Teriflunomide Mechanism of Action: Linking Preclinical Evidence to Clinical Activity

Background: Teriflunomide is a once-daily oral immunomodulator approved for the treatment of relapsing–remitting multiple sclerosis (MS). Teriflunomide inhibits the mitochondrial enzyme dihydro-orotate dehydrogenase (DHODH), which is required for de novo pyrimidine synthesis in rapidly dividing lymphocytes.

Objectives: To present the current understanding of teriflunomide’s mechanism of action (MoA) based on preclinical and clinical data.

Methods: Several methodologies were used to study the proposed MoA of teriflunomide. Here we summarize preclinical (impact on human lymphocyte proliferation/cell viability [in vitro]; impact on CNS lymphocyte counts, disease severity and neuronal conduction [in vivo in animal studies]) and clinical trial data (MRI, relapse, disability outcomes), to further characterize the MoA of teriflunomide and its effects in patients with MS.

Results: In vitro, teriflunomide inhibited proliferation of stimulated human T and B cells, an effect reversed by the addition of uridine, thereby confirming DHODH dependency, without impacting lymphocyte viability. In an experimental autoimmune encephalomyelitis (EAE) model, teriflunomide-treated EAE rats had significant reductions in T- and B-cell counts in the CNS at all disease stages. EAE rats also had reduced disease severity at attack, remission and relapse when teriflunomide was administered prophylactically or therapeutically, with neuronal conduction preserved in both somatosensory and motor tracts. In pivotal clinical studies in patients with MS (TEMSO [NCT00134563]; TOWER [NCT00751881]), teriflunomide reduced signs of inflammation, as evidenced by a decrease in annualized relapse rate, gadolinium-enhancing lesions per scan and total lesion volume (MRI in TEMSO only). Moreover, consistent benefits of teriflunomide (at the 14-mg dose) were observed on disability progression in both studies.
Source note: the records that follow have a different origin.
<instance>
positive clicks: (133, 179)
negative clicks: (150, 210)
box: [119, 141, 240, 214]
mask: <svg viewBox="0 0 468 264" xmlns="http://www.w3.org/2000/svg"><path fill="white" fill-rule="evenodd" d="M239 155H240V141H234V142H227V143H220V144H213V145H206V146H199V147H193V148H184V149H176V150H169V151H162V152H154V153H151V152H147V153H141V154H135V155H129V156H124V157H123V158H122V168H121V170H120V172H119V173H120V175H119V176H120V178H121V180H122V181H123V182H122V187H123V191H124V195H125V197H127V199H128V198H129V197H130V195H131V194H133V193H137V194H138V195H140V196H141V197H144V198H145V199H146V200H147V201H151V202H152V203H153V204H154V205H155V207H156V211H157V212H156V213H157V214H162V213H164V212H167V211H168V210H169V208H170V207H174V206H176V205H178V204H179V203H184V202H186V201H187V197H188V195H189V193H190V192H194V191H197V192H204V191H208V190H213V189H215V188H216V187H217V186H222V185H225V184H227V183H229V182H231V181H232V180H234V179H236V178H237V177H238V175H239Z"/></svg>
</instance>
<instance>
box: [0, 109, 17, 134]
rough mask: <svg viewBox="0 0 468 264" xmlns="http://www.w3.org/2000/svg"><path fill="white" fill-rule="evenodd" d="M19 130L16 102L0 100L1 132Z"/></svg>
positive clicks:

Conclusions: Inhibition of lymphocyte proliferation, associated with a reduction in the number of lymphocytes in the CNS, may account for the reduction of disease severity and preserved neuronal function observed in teriflunomide-treated EAE rats. These observations provide insight into the mechanisms underlying the consistent benefits associated with teriflunomide in patients with MS, notably reductions in CNS inflammatory lesions, relapses, and disability accumulation.